Eigentlich sollte an diesem Freitag im Bundestag das neue Arbeitschutzkontrollgesetz beraten werden. Ende Juli hatte die Bundesregierung die damit verbundenen Regelungen beschlossen. Im September fand im Bundestag die „erste Lesung“ statt, am 5. Oktober eine Anhörung zum Thema. Doch nun hat die Fraktion von CDU und CSU dafür gesorgt, dass der entsprechende Tagesordnungspunkt vom Sitzungsplan für diese Woche gestrichen wurde. Damit wird die Zeit knapp. Nicht nur die Lobbyisten aus der Fleischindustrie haben „gut gearbeitet“.

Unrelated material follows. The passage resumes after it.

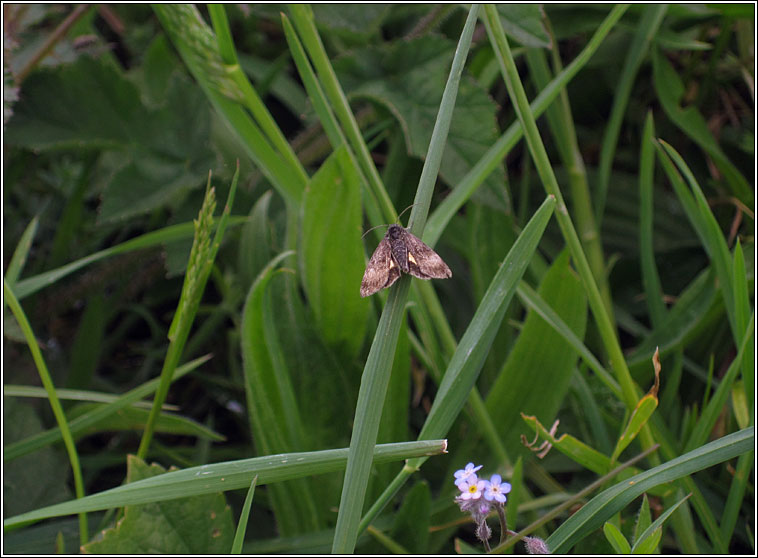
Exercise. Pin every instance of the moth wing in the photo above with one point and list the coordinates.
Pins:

Offenbar sollen die vorgesehenen Einschränkungen und Verbote massiv aufgeweicht werden. Das Arbeitsschutzkontrollgesetz aus dem Ministerium von Arbeitsminister Hubertus Heil (SPD) sieht vor, dass Kerntätigkeiten in der Fleischwirtschaft künftig nicht mehr von betriebsfremden Beschäftigten ausgeführt werden dürfen. Werkverträge und Leiharbeit sollen in der Branche von 2021 an verboten sein: Werkverträge ab dem 1. Januar 2021, Zeitarbeit ab dem 1. April. Ausgenommen sind Fleischerhandwerksbetriebe mit bis zu 49 Mitarbeitern. Eingeführt werden sollen künftig außerdem eine Pflicht zur elektronischen Arbeitszeiterfassung, Mindestanforderungen für Gemeinschaftsunterkünfte und eine Mindestquote für Arbeitsschutzkontrollen. Dass Tönnies und Co. einen solchen großen Eingriff in ihr ausbeuterisches Geschäftsmodell nicht einfach hinnehmen würden, war schon vorher klar.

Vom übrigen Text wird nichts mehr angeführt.